Explicit invocation:

$nvidia-nim
$nvidia-nim-unified
$nvidia-nim plan --task-query "extract text from invoice"
$nvidia-nim build-request --capability ocr --image-url https://example.com/doc.png

Implicit trigger: Codex activates this skill when queries mention OCR, layout detection, table extraction, chart understanding, or passage reranking.

OpenClaw

The skill loads automatically when the task description matches trigger keywords. For explicit invocation, reference the skill by name

nvidia-nim-unified
or
nim
.

Use This Skill When

  • The user asks to extract text from images or documents.
  • The user asks to detect document layout, page sections, charts, tables, or headers.
  • The user asks to keep table or chart structure while processing an image.
  • The user asks to rerank passages against a query.
  • The user asks to embed text for semantic search or vector storage.
  • The user asks to process files through a RAG pipeline (extract → chunk → format).
  • The user wants one shared NVIDIA workflow that Codex, Claude, and OpenClaw can all call.

Files

  • {baseDir}/references/nim-capabilities.json
    : normalized machine-readable catalog of capabilities, inputs, response shapes, routing hints, and source specs.
  • {baseDir}/references/openapi/*.yaml
    : vendored source OpenAPI specs for all supported capabilities.
  • {baseDir}/references/nvidia-nim-config.example.json
    : shared config template for endpoint URLs and auth env names.
  • {baseDir}/scripts/nim_router.py
    : planner, request builder, and optional HTTP invoker.
  • nvidia-nim-unified-skill.yaml
    : lightweight manifest for non-Codex consumers.

Core Workflow

  1. Start with a natural-language task query.
  2. Run the planner:
python3 {baseDir}/scripts/nim_router.py plan \
  --task-query "extract text from an invoice image and preserve table structure"
  1. If the plan returns a single capability, build or invoke that request directly.
  2. If the plan returns a workflow, execute the listed capabilities in sequence.
  3. For exact payload or routing details, read
    {baseDir}/references/nim-capabilities.json
    .

Request Building

Build a request without sending it.
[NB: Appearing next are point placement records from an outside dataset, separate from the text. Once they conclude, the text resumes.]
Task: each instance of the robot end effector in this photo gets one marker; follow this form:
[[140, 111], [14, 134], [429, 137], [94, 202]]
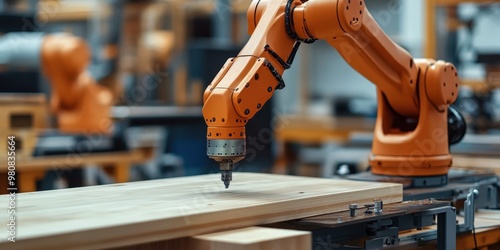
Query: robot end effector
[[413, 95]]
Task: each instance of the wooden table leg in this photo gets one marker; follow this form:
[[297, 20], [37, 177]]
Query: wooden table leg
[[3, 183], [119, 171], [28, 179]]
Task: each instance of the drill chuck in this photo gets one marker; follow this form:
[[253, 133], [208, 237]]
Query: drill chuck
[[226, 152]]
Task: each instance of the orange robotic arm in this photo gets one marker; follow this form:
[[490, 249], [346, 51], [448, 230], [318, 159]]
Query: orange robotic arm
[[410, 137], [80, 104]]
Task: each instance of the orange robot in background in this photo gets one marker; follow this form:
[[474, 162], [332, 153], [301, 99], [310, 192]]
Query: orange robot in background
[[81, 105], [411, 133]]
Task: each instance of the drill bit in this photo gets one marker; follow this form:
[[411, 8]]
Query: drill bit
[[226, 176]]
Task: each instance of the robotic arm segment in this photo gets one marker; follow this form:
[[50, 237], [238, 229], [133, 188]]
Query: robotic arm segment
[[349, 27], [245, 83], [410, 137]]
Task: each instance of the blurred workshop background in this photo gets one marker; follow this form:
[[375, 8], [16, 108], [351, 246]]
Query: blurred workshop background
[[157, 57]]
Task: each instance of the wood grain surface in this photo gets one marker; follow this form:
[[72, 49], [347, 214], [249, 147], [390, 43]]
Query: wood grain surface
[[139, 212]]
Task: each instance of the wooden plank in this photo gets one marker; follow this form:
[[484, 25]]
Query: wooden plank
[[253, 238], [139, 212]]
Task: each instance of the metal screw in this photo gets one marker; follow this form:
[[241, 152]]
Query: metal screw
[[368, 210], [378, 206], [352, 209]]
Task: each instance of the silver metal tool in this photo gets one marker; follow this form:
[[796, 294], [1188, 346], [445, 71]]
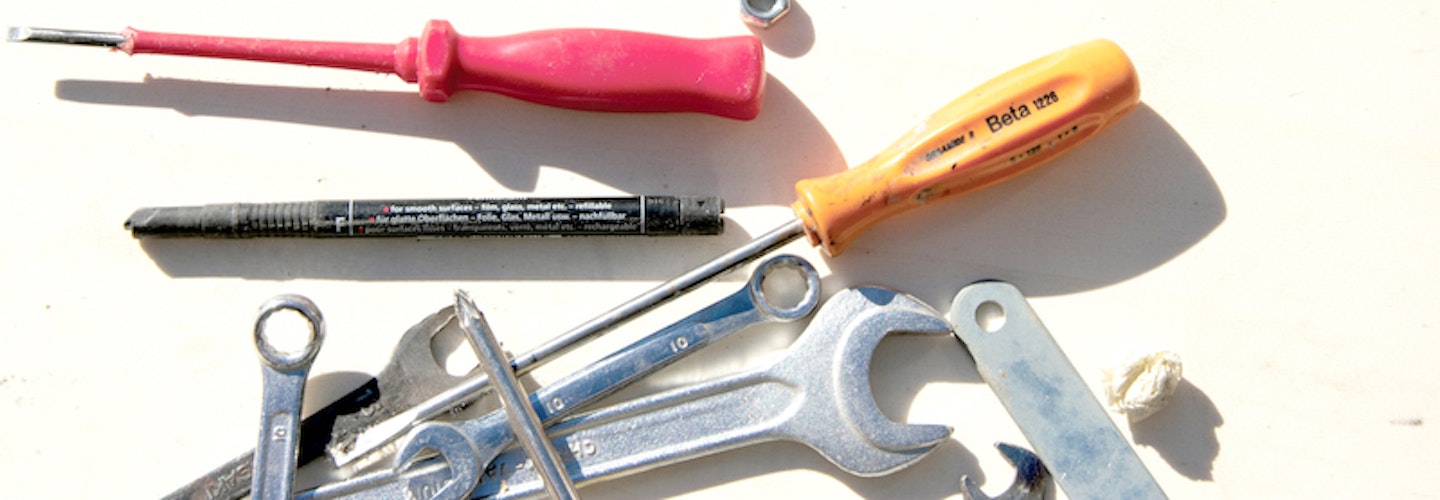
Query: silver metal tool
[[1030, 477], [411, 376], [451, 479], [523, 421], [746, 307], [730, 314], [818, 394], [762, 13], [284, 375], [347, 450], [1046, 396]]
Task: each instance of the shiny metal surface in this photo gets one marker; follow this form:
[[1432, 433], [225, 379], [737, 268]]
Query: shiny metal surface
[[1030, 483], [347, 450], [1047, 398], [411, 376], [45, 35], [451, 477], [523, 421], [749, 306], [818, 394], [284, 375], [762, 13]]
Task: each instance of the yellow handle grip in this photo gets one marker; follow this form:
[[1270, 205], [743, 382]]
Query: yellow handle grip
[[998, 130]]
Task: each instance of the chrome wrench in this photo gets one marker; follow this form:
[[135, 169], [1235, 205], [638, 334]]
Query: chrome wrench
[[818, 395], [524, 424], [284, 375], [344, 451], [746, 307], [457, 476], [411, 376], [1046, 396]]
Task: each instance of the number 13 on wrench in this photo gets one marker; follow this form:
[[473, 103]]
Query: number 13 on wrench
[[274, 471]]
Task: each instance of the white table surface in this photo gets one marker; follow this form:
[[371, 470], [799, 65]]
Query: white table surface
[[1269, 212]]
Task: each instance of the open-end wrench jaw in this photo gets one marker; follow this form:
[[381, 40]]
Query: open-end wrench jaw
[[833, 360]]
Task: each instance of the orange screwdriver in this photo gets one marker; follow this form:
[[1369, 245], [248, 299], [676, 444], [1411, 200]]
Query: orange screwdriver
[[995, 131], [998, 130]]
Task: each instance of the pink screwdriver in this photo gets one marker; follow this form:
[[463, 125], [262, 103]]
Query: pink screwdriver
[[592, 69]]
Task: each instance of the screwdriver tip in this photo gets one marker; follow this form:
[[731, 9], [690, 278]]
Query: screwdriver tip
[[22, 33], [18, 33]]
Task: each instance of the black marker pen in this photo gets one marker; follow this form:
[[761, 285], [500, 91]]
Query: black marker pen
[[530, 216]]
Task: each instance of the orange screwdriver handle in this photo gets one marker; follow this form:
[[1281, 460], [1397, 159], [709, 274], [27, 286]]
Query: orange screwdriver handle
[[998, 130]]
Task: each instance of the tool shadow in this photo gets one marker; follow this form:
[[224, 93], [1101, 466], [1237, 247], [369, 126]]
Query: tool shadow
[[1118, 206], [1184, 432], [510, 140]]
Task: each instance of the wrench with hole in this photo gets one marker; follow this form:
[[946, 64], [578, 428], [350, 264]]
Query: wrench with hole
[[743, 309], [818, 395], [284, 378]]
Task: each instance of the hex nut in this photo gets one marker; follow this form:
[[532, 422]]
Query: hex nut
[[762, 13]]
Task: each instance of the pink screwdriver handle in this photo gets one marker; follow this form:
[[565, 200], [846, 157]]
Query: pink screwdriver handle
[[576, 68], [591, 69]]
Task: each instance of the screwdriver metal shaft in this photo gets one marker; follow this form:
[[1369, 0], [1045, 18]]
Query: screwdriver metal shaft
[[1085, 88], [569, 68]]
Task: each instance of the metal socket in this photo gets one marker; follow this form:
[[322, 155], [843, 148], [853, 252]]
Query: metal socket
[[762, 13]]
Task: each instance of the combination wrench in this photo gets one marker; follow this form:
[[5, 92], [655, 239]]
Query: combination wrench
[[818, 394], [451, 480], [491, 432], [284, 378]]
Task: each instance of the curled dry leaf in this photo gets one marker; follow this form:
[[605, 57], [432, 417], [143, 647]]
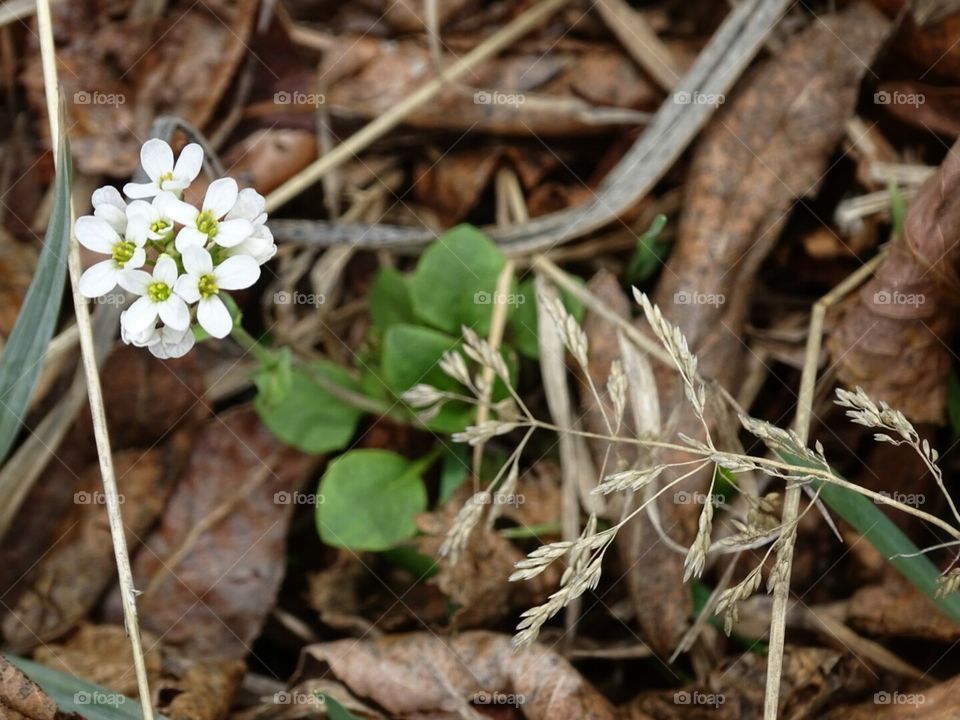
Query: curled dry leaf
[[67, 582], [892, 338], [421, 673], [119, 73], [558, 93], [211, 571], [22, 699]]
For the four CV capabilities, the router accepts an

https://
URL, a local image path, or an existing
data:image/...
URL and normalizes it to the base64 data-URL format that the managed NVIDIA endpoint expects.

python3 {baseDir}/scripts/nim_router.py build-request \
  --capability ocr \
  --image-url "https://example.com/invoice.png"

Rerank example:

python3 {baseDir}/scripts/nim_router.py build-request \
  --capability rerank \
  --query-text "Which chunk mentions H100 memory bandwidth?" \
  --passage "A100 reaches over 2 TB/s." \
  --passage "H100 offers 3 TB/s of memory bandwidth per GPU."

Invocation

If endpoints and auth are configured, the same script can invoke the request:

python3 {baseDir}/scripts/nim_router.py invoke \
  --capability page_elements \
  --image-url "https://example.com/page.png"

Use

--config {baseDir}/references/nvidia-nim-config.example.json
only after copying that file and replacing example values with real endpoints or env names. By default, the bundled config targets NVIDIA's managed
ai.api.nvidia.com
endpoints for all five capabilities.

Routing Rules

  • Text extraction only: prefer
    ocr
  • Page layout detection: prefer
    page_elements
  • Table cell, row, column, or header detection: prefer
    table_structure
  • Chart labels, axes, legends, or marks: prefer
    graphic_elements
  • Search relevance or document chunk ranking: prefer
    rerank
  • OCR plus ranking: use workflow
    ocr -> rerank
  • OCR plus tables: use workflow
    page_elements -> table_structure -> ocr
  • OCR plus chart understanding: use workflow
    page_elements -> graphic_elements -> ocr

Configuration

Default auth expectations:

  • all five managed endpoints:
    NVIDIA_API_KEY
  • self-hosted overrides: optional per-capability URL override plus bearer env if you are not using the managed API

Default endpoint env names:

  • NVIDIA_NIM_OCR_URL
  • NVIDIA_NIM_PAGE_ELEMENTS_URL
  • NVIDIA_NIM_TABLE_STRUCTURE_URL
  • NVIDIA_NIM_GRAPHIC_ELEMENTS_URL

These may be overridden in the shared config JSON.

Examples

Quick Start

Plan a task from a free-form query:

python3 {baseDir}/scripts/nim_router.py plan --task-query "extract text from invoice"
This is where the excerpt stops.